Adele Berlin describes the various types of biblical parallelism found throughout the Hebrew Bible. She begins with a general survey of the role of parallelism in poetry including a very brief look at the history of the study of parallelism in biblical studies that includes the terminology used to described the various types of parallelism throughout this history. In this initial chapter she catalogs the function of poetry within language, agrees with the identification of parallelism as one of the two key elements of poetry, terseness being the other, and introduces the location of parallelism in linguistic studies.
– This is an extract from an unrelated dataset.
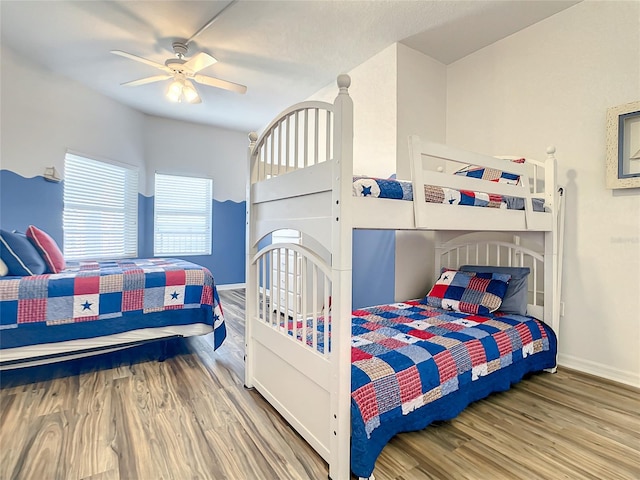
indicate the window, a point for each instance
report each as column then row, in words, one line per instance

In the rest of the book she examines the linguistic study of parallelism broken down into the following aspects: the grammatical aspect, the lexical and semantic aspects, and the phonological aspect. She does recognize that grammatical and semantic parallelisms tend to co-occur because of the psychological nexus between structure and meaning (22) and points out that parallelism, juxtaposition and collocation are all part of the same phenomenon.
Under the grammatical aspect, she considers first morphological parallelism and second syntactic parallelism recognizing the role of equivalence and contrast in each. Under the lexical and semantic aspects, she examines the use of word pairs to create parallelism and the semantic relationship between lines. Finally with the phonological aspect, she mirrors the use of words pairs in lexical parallelism with the use of sound pairs in phonological parallelism and also the phonological equivalence of parallel lines.
In the last chapter she turns the discussion to the consideration of the fact that the four aspects of language mentioned above - grammatical, lexical, semantic, and phonological - usually occur in combination and that one should expect to discover biblical parallelism to also operate simultaneously in a combination of these aspects. She discusses the importance of the perceptibility and the effect of parallelism isolating the elements that make it perceptible and those which make it effective.
Berlin's book is a great study of biblical parallelism. The study of biblical parallelism often stops at lexical and semantic parallelism, so her incorporation of grammatical and phonological parallelism catches the reader off guard, yet her presentation rewards the reader with the senses of intellectual fascination and pleasure. Her writing style is not too difficult for a newcomer to the field to swiftly understand the subject, but soon plunges to a deep understanding of the use of this poetic device. She induces comprehension of her ideas by immediately offering numerous examples from the Hebrew Scriptures to demonstrate what she has just explained. She does this with each category and provides many examples of prevalent patterns - aabb, abab or abba - that one should expect to find in parallel components.
She writes with clarity so that one is able to follow her thought pattern with ease and she defines new terminology appropriately so that one stays in the flow of her idea. As a result, a good working knowledge of the Hebrew language and general linguistics is not necessary, though it would be helpful. Some knowledge of the works of Robert Alter, James Kugel, Stephen Geller, Michael O'Connor, Jacques Derrida, Lida Knorina, and Rolf A. Jacobson would definitely aid in understanding. That being said, it is a delight to read through Hebrew example after example that she has provided in order to detect the patterns that she proposes that are very often lost in translation. This effort has brought the reviewer to a better appreciation of Hebrew poetry. The challenge remains to apply the skills learned from Berlin to the remaining Hebrew texts, especially regarding phonological parallelism.
She accomplishes the purpose of her book, which is to not "reduce parallelism to a simple linguistic formula, but rather to show the enormous linguistic complexity of parallelism" (129) in a way that honors others in her field but which demonstrates originality. One criticism is that since the book is a virtual reprint of her 1985 version, there is no sense of where the field moved during twenty-three year interim until this version. It would have been interesting to see the growth of the field in the areas that must have seemed fresh in 1985. The addition of Knorina's article at the end of the book is honorable and the article is itself very interesting. This book is a must read for anyone wanting to have a better grasp on Hebrew poetry.